A Meta estava a ser acusada por 30 estados dos EUA de não proteger os menores, ao tornar as redes sociais viciantes, bem como de induzir os consumidores em erro quanto à sua segurança e de recolher dados pessoais sem o seu consentimento.
O acordo ainda não foi aprovado pelo tribunal, mas a Meta pagará uma indemnização a 29 estados ao longo de 10 anos para financiar várias iniciativas e atividades de saúde pública destinadas a melhorar a saúde mental dos jovens. Além disso, a empresa implementará também várias medidas centradas nos utilizadores mais jovens.
Alterações propostas
As alterações propostas incluem um limite de duas horas de utilização diária do Facebook e do Instagram para menores de 18 anos. Será também aplicado um bloqueio total entre a meia-noite e as 6 da manhã. As notificações serão igualmente restringidas durante o horário escolar, e os menores de 18 anos deixarão de poder ver o número de «gostos» e outras reações às suas publicações.

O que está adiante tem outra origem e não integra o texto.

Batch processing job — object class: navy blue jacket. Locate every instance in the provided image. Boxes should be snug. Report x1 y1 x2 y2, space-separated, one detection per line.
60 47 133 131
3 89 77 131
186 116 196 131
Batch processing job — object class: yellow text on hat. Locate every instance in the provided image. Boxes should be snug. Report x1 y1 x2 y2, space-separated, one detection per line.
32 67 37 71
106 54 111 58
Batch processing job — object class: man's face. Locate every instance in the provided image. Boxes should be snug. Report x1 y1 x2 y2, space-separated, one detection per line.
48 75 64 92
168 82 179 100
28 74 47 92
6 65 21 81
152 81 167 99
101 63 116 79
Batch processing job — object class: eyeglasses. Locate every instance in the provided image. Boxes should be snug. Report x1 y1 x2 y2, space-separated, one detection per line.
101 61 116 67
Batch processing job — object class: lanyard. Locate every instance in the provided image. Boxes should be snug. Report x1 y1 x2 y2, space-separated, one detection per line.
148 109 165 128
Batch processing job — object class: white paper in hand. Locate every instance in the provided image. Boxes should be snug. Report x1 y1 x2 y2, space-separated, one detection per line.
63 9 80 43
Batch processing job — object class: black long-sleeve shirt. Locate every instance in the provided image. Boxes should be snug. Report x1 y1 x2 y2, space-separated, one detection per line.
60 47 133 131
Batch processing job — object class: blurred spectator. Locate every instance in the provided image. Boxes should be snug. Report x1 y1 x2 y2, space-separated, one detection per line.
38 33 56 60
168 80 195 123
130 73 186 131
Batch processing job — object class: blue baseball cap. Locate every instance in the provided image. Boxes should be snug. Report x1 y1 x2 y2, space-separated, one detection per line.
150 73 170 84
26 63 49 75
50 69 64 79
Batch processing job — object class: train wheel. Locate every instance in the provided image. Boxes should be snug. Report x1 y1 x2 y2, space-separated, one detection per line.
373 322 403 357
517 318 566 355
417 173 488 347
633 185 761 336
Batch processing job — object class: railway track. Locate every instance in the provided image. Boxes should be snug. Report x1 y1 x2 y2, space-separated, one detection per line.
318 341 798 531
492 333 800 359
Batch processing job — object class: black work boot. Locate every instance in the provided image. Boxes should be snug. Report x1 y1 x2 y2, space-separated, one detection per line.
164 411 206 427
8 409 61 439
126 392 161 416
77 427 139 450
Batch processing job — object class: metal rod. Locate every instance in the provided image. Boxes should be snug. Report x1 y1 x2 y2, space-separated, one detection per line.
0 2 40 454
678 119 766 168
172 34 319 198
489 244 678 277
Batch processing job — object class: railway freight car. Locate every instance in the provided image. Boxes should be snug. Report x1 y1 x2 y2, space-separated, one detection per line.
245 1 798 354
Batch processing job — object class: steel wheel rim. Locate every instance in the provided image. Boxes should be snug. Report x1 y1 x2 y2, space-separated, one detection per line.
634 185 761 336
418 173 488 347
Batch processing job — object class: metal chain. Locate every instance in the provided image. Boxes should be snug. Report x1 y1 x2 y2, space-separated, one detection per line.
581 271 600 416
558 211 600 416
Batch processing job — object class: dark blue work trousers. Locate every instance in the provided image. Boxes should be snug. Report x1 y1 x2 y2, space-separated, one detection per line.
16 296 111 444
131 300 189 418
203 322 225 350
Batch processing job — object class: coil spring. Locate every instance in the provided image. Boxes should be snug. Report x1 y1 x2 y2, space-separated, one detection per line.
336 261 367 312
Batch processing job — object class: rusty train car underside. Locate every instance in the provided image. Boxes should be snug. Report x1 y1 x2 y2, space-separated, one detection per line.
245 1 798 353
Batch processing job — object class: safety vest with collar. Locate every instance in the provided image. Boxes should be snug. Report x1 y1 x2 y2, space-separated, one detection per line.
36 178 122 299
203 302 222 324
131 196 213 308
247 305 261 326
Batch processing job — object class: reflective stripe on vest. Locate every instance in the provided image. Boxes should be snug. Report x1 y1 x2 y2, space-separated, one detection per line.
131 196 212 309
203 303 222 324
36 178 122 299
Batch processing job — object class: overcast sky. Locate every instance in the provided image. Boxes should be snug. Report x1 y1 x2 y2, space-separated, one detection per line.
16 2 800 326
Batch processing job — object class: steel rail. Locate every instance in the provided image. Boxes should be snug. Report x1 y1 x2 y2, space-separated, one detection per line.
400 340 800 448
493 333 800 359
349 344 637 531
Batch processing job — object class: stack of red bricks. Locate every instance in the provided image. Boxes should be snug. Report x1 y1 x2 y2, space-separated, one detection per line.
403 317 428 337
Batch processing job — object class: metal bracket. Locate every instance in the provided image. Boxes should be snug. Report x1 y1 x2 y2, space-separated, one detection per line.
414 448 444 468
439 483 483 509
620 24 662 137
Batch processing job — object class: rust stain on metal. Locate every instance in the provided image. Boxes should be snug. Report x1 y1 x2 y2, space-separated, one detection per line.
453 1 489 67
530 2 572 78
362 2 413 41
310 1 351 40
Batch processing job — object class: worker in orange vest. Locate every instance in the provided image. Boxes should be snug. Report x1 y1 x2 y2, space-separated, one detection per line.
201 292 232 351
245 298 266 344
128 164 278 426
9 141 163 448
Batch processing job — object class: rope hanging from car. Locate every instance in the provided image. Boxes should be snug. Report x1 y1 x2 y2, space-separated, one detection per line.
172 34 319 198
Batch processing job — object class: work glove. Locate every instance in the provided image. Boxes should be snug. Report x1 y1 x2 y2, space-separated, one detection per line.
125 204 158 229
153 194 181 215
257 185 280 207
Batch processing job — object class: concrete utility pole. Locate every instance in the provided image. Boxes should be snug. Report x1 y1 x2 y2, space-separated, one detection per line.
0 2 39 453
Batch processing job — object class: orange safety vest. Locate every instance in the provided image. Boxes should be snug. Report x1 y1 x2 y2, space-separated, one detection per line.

Outra alteração é a opção de os utilizadores mais jovens visualizarem o seu feed por ordem cronológica. Esta medida visa contornar o algoritmo, apresentando aos utilizadores conteúdos mais diversificados que não se centrem tanto num único tema.
Acordo alcançado
Segundo informações, o acordo foi alcançado num tribunal federal da Califórnia e evitará um processo judicial de grande visibilidade relativo ao impacto das redes sociais nos utilizadores mais jovens. As alegações incluem uma vasta gama de processos interpostos por estados norte-americanos, autoridades locais, distritos escolares e particulares, que acusaram a Meta e outras empresas de redes sociais de contribuírem para a deterioração da saúde mental dos jovens nos Estados Unidos da América.
Alegações contra a Meta
Entre as alegações, a Meta foi acusada de violar a Lei Federal de Proteção da Privacidade Online das Crianças porque, de acordo com a queixa, recolheu dados pessoais de utilizadores que a empresa sabia serem menores de idade. Além disso, a Meta não notificou os pais nem solicitou o seu consentimento para utilizar os dados dos jovens, que foram utilizados para treinar modelos de aprendizagem automática e de inteligência artificial generativa.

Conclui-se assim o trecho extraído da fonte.